Falta de educação

Desorganização na entrada de Restaurante Popular é motivo de reclamações

Espaço, na Liberdade, tem capacidade para servir mil refeições por dia, ao preço simbólico de apenas R$ 1,00, para grupos sociais prioritários

- Atualizada em 11/10/2022 às 12h56
O Estado flagra homem pulando contenção para furar a fila e entrar no Restaurante Popular da Liberdade
O Estado flagra homem pulando contenção para furar a fila e entrar no Restaurante Popular da Liberdade (restaurante)

O Restaurante Popular da Liberdade atrai um grande público do bairro onde está instalado e dos arredores. Entre esse público atendido, muitas pessoas reclamam da desorganização na entrada do local. Furar fila, pular as contenções colocadas pelos funcionários e utilizar entrada de usuários com prioridade tem sido práticas comuns no restaurante e que estão incomodando quem precisa do programa social.

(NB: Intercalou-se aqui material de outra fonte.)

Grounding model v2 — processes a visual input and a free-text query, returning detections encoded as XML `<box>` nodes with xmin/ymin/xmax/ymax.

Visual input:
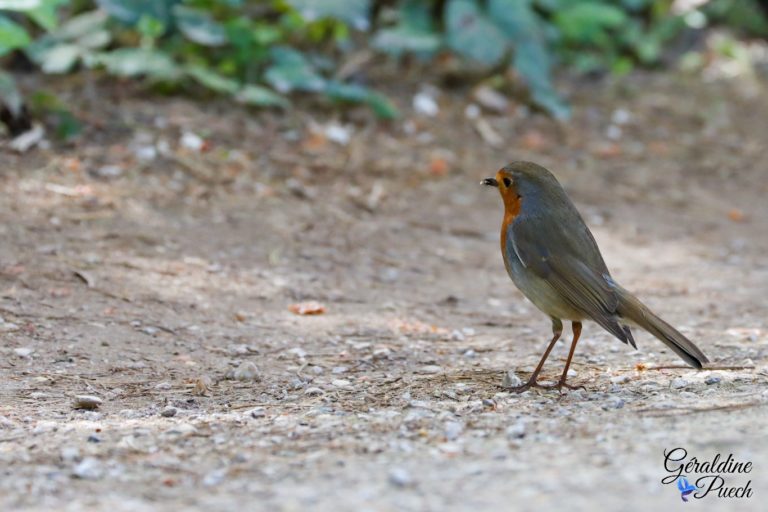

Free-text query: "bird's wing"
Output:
<box><xmin>509</xmin><ymin>219</ymin><xmax>634</xmax><ymax>345</ymax></box>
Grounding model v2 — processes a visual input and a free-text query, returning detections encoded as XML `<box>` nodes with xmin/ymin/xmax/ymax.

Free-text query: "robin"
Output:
<box><xmin>481</xmin><ymin>162</ymin><xmax>709</xmax><ymax>391</ymax></box>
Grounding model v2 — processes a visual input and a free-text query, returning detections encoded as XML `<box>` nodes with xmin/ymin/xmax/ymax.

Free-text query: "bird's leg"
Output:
<box><xmin>555</xmin><ymin>321</ymin><xmax>587</xmax><ymax>391</ymax></box>
<box><xmin>507</xmin><ymin>318</ymin><xmax>563</xmax><ymax>393</ymax></box>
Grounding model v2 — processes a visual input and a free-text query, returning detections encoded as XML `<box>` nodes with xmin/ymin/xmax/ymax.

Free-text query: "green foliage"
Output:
<box><xmin>0</xmin><ymin>0</ymin><xmax>768</xmax><ymax>130</ymax></box>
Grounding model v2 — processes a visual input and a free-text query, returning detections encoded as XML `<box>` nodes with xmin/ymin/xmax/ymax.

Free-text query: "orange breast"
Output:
<box><xmin>501</xmin><ymin>190</ymin><xmax>520</xmax><ymax>272</ymax></box>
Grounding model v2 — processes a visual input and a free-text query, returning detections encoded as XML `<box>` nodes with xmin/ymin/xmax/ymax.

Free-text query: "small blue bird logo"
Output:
<box><xmin>677</xmin><ymin>476</ymin><xmax>697</xmax><ymax>502</ymax></box>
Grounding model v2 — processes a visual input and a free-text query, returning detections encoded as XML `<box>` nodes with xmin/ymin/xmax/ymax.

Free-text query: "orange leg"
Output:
<box><xmin>507</xmin><ymin>318</ymin><xmax>564</xmax><ymax>393</ymax></box>
<box><xmin>555</xmin><ymin>322</ymin><xmax>586</xmax><ymax>390</ymax></box>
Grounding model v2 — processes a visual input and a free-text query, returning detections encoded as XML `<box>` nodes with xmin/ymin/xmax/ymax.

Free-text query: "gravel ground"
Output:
<box><xmin>0</xmin><ymin>70</ymin><xmax>768</xmax><ymax>512</ymax></box>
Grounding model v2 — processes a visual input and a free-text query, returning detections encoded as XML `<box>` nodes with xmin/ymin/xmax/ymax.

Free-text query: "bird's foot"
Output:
<box><xmin>552</xmin><ymin>379</ymin><xmax>587</xmax><ymax>393</ymax></box>
<box><xmin>502</xmin><ymin>379</ymin><xmax>553</xmax><ymax>393</ymax></box>
<box><xmin>503</xmin><ymin>379</ymin><xmax>587</xmax><ymax>393</ymax></box>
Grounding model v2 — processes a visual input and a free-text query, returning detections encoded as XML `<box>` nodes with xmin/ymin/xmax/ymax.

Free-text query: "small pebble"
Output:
<box><xmin>389</xmin><ymin>468</ymin><xmax>413</xmax><ymax>487</ymax></box>
<box><xmin>232</xmin><ymin>361</ymin><xmax>261</xmax><ymax>382</ymax></box>
<box><xmin>444</xmin><ymin>421</ymin><xmax>464</xmax><ymax>441</ymax></box>
<box><xmin>501</xmin><ymin>370</ymin><xmax>523</xmax><ymax>388</ymax></box>
<box><xmin>611</xmin><ymin>375</ymin><xmax>630</xmax><ymax>384</ymax></box>
<box><xmin>670</xmin><ymin>377</ymin><xmax>688</xmax><ymax>389</ymax></box>
<box><xmin>72</xmin><ymin>457</ymin><xmax>104</xmax><ymax>480</ymax></box>
<box><xmin>74</xmin><ymin>395</ymin><xmax>102</xmax><ymax>409</ymax></box>
<box><xmin>507</xmin><ymin>421</ymin><xmax>525</xmax><ymax>439</ymax></box>
<box><xmin>160</xmin><ymin>405</ymin><xmax>179</xmax><ymax>418</ymax></box>
<box><xmin>61</xmin><ymin>446</ymin><xmax>80</xmax><ymax>464</ymax></box>
<box><xmin>602</xmin><ymin>396</ymin><xmax>624</xmax><ymax>411</ymax></box>
<box><xmin>419</xmin><ymin>364</ymin><xmax>443</xmax><ymax>375</ymax></box>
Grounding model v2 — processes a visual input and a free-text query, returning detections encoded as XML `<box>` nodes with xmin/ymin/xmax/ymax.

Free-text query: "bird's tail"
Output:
<box><xmin>616</xmin><ymin>285</ymin><xmax>709</xmax><ymax>368</ymax></box>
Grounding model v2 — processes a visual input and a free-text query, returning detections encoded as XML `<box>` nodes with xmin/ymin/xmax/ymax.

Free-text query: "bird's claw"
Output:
<box><xmin>502</xmin><ymin>380</ymin><xmax>587</xmax><ymax>393</ymax></box>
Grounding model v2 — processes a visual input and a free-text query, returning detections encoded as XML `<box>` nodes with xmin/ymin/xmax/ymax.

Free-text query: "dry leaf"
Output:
<box><xmin>429</xmin><ymin>157</ymin><xmax>448</xmax><ymax>176</ymax></box>
<box><xmin>288</xmin><ymin>301</ymin><xmax>325</xmax><ymax>315</ymax></box>
<box><xmin>728</xmin><ymin>208</ymin><xmax>745</xmax><ymax>222</ymax></box>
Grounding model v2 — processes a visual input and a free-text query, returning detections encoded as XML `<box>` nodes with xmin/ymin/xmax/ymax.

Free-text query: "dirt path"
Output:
<box><xmin>0</xmin><ymin>76</ymin><xmax>768</xmax><ymax>512</ymax></box>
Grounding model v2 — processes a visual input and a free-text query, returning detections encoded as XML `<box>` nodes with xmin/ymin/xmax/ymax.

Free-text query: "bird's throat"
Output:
<box><xmin>501</xmin><ymin>193</ymin><xmax>520</xmax><ymax>230</ymax></box>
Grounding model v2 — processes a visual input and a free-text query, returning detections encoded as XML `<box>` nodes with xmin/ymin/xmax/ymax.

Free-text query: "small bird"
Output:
<box><xmin>481</xmin><ymin>162</ymin><xmax>709</xmax><ymax>391</ymax></box>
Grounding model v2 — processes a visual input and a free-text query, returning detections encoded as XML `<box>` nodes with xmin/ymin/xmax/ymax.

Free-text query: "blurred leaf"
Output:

No total, seis unidades foram implantadas pelo Governo do Estado na Região Metropolitana de São Luís (Cidade Olímpica, Anjo da Guarda, Vila Luizão, Coroado, Maiobão e Liberdade). Os restaurantes são unidades de alimentação e nutrição que têm como princípio fundamental a produção e distribuição de refeições saudáveis, com alto valor nutricional a preços acessíveis para grupos prioritários: trabalhadores informais de baixa renda, desempregados, estudantes, aposentados, moradores de rua e famílias em situação de risco de insegurança alimentar e nutricional.

Muitas pessoas buscam a unidade do bairro Liberdade. No local, as filas se formam cedo tanto na entrada de usuários com prioridades, como idosos, e também na entrada de trabalhadores e outras pessoas. Mas só às 11h os portões são abertos. É nesse momento que alguns usuários tentam passar na frente de quem já estava no local aguardando e a desorganização se instala.

Enquanto alguns furam fila, outros não se intimidam e pulam as contenções colocadas pelos funcionários, como foi flagrado por O Estado na manhã de ontem. Funcionários do restaurante ficam na porta organizando o acesso e veem toda a ação, mas não advertem os transgressores. O mesmo acontece na entrada de usuários com prioridades, mas em menor proporção.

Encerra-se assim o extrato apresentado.